Forget Mama Grizzly’s obsession with the media haters. What is up with Bristol’s pity-me puling about her latest split with Levi? Boo hoo hoo, he lied to me about his trip to Hollywood. Boo hoo hoo, he admitted he might have knocked up another teenage girl. Boo hoo hoo, he tricked me into appearing on all those magazine covers with him. Boo hoo hoo, he cares more about the spotlight than me--says Wasilla’s most famous baby mama, in her EXCLUSIVE INTERVIEW with People magazine.
(Not to doubt Bristol’s distress, but a cynic might suspect that her slap at Levi’s fame-mongering stems less from a desire for a normal life than from envy that he’s milking his unwed-parent status so much more spectacularly than she. Bristol may be raking in the bucks, but Levi is clearly having all the fun.)
But just when I’d written off young Bristol as too tiresome even for late-night tabloid reading, a throwaway quote from her lawyer in Wednesday’s WaPo made me reassess her whole relationship with Levi. Offering his armchair analysis of the love bird’s most recent troubles (beyond Johnston’s being a juicy slice of trailer trash, of course), attorney Rex Butler mused: “[Bristol] doesn’t want him in Hollywood. … She wants him to sort of be like Todd Palin in the background while she does the running around. Levi, on the other hand, is not ready to settle into that role.”
I ask you: How awesome is that? It seems Bristol Palin has been raised to assume that a man’s role is that of supportive helpmeet, that it is Dad who’s supposed to keep the home fires burning while Mom goes out and sets the world on fire. If that’s not a progressive perspective on gender roles, I don’t know what is. Way to fly that feminist flag, Sarah! And, oh yes, you too Todd.

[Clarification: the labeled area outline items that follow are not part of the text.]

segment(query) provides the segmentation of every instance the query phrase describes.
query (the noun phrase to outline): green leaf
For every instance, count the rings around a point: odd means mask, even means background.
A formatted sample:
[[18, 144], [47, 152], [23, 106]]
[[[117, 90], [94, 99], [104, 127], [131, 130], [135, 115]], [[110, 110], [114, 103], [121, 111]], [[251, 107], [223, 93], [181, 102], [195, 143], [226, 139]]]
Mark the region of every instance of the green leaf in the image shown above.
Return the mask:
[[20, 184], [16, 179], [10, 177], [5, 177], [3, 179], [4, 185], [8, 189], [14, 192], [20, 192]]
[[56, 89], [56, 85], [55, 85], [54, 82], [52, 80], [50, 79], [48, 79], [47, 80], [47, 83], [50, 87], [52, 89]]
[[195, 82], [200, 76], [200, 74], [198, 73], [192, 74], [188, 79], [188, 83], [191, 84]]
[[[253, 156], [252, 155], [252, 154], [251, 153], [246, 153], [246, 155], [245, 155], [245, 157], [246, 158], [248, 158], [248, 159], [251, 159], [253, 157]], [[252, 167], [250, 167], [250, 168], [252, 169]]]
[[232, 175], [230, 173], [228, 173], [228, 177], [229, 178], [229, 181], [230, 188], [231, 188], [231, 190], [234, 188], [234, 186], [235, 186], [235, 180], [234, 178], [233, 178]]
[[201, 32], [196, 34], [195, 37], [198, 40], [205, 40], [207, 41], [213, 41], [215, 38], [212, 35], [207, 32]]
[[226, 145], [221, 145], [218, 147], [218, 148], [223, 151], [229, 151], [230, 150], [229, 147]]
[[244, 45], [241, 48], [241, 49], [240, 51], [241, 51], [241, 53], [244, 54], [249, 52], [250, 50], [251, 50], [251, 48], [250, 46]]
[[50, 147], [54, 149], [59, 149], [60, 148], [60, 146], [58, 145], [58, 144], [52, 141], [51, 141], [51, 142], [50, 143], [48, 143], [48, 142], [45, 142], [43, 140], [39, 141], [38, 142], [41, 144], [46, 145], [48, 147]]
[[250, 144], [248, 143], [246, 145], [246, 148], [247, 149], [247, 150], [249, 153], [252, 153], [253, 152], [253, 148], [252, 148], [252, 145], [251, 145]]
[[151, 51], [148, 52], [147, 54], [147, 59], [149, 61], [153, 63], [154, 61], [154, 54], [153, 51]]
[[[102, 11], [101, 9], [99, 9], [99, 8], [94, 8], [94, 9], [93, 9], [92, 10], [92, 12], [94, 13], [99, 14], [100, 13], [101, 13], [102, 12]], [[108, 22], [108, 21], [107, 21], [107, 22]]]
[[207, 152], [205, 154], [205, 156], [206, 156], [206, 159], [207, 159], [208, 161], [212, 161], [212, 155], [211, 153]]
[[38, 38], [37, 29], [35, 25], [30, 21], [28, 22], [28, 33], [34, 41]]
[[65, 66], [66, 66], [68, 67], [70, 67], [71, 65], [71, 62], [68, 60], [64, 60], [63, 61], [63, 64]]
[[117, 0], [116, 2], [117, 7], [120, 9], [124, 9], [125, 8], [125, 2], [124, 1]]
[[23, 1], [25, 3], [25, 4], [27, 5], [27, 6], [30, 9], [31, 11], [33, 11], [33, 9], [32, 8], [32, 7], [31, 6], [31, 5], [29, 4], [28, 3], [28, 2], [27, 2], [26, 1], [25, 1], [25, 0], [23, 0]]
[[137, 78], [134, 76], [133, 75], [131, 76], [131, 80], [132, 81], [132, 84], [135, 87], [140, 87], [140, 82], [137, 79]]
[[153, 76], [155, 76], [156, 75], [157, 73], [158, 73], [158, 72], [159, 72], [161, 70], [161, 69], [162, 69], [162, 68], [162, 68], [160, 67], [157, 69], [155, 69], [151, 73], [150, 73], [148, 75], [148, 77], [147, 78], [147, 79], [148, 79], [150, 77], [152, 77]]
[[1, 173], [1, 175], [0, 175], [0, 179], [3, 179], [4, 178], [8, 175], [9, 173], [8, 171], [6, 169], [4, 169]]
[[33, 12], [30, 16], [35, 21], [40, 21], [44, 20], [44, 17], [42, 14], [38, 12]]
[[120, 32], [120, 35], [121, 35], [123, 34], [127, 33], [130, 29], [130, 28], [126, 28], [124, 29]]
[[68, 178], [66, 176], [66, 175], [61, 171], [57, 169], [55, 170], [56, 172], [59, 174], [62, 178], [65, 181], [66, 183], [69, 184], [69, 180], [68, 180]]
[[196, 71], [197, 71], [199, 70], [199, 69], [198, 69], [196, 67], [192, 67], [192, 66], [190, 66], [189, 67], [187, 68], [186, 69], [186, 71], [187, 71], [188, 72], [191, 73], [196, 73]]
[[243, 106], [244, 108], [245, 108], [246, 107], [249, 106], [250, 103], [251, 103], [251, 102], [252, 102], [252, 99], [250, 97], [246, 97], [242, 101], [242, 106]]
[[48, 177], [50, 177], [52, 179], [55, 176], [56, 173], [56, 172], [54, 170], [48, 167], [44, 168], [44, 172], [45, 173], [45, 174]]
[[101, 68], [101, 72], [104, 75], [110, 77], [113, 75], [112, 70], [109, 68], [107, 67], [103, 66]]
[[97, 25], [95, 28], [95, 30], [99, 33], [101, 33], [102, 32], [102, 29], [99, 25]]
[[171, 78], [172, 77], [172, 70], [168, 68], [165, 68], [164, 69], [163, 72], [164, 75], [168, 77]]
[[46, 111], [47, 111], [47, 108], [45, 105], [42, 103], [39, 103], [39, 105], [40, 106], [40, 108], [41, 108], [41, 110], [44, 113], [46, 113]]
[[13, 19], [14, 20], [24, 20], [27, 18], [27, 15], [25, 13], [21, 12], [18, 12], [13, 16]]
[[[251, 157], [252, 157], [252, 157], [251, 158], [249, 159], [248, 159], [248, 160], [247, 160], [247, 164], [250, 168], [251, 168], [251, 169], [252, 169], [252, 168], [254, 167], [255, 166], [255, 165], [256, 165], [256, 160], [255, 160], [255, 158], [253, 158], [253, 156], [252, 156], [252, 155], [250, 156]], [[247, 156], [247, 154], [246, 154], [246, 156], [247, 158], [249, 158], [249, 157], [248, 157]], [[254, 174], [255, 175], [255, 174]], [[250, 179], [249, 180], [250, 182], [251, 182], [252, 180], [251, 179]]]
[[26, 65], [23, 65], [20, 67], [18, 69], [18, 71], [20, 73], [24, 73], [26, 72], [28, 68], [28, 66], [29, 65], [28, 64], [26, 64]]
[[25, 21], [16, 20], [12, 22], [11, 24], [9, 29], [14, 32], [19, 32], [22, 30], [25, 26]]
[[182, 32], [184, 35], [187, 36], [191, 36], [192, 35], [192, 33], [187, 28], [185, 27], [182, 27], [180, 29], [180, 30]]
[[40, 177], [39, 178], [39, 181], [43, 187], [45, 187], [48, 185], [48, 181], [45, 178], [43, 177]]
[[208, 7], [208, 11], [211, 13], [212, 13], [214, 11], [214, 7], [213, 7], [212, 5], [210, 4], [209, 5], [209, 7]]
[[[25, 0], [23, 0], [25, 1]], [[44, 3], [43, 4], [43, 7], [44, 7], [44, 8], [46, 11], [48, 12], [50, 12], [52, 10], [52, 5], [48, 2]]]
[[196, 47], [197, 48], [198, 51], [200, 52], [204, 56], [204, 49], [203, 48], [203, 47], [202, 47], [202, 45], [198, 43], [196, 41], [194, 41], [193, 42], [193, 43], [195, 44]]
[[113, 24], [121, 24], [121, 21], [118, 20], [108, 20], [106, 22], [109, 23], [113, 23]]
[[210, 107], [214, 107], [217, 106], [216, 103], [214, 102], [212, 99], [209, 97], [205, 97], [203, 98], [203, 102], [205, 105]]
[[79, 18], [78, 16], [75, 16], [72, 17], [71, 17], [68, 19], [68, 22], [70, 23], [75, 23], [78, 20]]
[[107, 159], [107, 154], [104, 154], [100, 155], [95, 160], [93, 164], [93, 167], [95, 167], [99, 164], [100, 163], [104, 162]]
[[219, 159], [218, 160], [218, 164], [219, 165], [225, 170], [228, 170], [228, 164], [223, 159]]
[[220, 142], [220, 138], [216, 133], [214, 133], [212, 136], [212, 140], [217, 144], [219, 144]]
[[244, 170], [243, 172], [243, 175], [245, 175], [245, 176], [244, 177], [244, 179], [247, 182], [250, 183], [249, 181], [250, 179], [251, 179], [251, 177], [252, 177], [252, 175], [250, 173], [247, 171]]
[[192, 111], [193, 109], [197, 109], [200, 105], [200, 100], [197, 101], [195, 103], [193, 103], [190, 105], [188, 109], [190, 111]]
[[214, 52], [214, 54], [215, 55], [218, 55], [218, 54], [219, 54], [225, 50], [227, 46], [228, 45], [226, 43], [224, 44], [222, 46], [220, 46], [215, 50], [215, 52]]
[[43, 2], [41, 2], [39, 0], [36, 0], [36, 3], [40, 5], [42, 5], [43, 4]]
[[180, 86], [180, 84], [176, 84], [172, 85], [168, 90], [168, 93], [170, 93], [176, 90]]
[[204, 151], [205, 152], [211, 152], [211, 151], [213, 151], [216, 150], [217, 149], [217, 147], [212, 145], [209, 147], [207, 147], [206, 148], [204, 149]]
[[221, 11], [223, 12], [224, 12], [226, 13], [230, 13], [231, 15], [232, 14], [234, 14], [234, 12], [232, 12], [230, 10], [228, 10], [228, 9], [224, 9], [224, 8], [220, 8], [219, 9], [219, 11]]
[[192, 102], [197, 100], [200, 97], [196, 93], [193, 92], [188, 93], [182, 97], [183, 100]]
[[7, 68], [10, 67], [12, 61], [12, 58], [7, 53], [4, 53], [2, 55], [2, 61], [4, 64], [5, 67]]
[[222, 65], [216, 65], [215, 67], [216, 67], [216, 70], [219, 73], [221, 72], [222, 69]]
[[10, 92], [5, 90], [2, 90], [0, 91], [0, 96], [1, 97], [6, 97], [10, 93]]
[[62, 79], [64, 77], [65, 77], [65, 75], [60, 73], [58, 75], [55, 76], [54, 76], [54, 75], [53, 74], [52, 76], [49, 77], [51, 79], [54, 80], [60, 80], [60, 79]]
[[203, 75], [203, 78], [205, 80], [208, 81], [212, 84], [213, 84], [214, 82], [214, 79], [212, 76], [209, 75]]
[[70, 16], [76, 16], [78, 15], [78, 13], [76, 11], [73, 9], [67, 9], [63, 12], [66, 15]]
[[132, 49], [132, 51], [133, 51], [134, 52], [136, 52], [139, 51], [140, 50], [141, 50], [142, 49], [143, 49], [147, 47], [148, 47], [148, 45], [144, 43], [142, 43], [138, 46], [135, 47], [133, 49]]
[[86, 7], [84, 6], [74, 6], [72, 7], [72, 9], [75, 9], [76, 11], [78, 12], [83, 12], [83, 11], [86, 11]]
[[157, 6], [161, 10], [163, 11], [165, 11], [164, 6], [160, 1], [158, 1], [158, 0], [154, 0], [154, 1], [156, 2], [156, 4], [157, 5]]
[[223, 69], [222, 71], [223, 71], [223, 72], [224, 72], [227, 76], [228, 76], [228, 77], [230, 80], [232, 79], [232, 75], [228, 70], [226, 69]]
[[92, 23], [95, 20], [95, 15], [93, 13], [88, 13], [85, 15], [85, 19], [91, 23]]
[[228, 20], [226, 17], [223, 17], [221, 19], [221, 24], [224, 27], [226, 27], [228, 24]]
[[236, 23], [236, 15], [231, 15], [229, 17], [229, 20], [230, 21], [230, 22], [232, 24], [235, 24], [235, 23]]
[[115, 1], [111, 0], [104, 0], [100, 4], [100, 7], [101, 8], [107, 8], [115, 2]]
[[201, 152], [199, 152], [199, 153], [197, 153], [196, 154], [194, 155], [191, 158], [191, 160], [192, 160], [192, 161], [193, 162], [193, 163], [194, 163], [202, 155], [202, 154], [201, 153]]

I’m serious here. Sarah Palin may be the worst thing to happen to reasoned political discourse since Joe McCarthy, but teaching her daughter that women aren’t born to play second fiddle is an impressive feat—particularly in the macho environs of rural Alaska—and one that many conventional feminists still have plenty of trouble with.
Sure, it’s entirely possible that Rex Butler is talking out of his bum. (That is one of the first things they teach you in law school.) But his theory rings true. Parents can lecture their offspring about this or that world view all day long, but kids are stubborn about that whole-do-as-you-do-not-as-you-say approach to absorbing life lessons. And you gotta give Palin props: She offers one of the most striking examples of a gal who kicked ass and clawed her way to the top while relying on her hubby to be the family’s quiet, supportive rock.
This is no way to suggest that Todd is an emasculated girly man. Commercial salmon fishing and working the North Slope oil fields are the stuff of many a manly legend. By traditional guy standards, the strong but silent Todd is more macho than the legions of cigar-chomping peacocks strutting around the steak houses of Washington. Which makes him an equally valuable role model, especially for the tradition-minded right-wingers who comprise the bulk of Palin worshippers: See, guys? Just because your wife is a bigger deal than you doesn’t mean you’re a wuss.
So, while Bristol is still young and foolish and clearly has plenty of adolescent angst left to work through, I remain optimistic about her future. Whatever else she may have learned from mom (and dad), it’s cheering to think that she absorbed at least one revolutionary lesson: Behind every great woman there is a great man.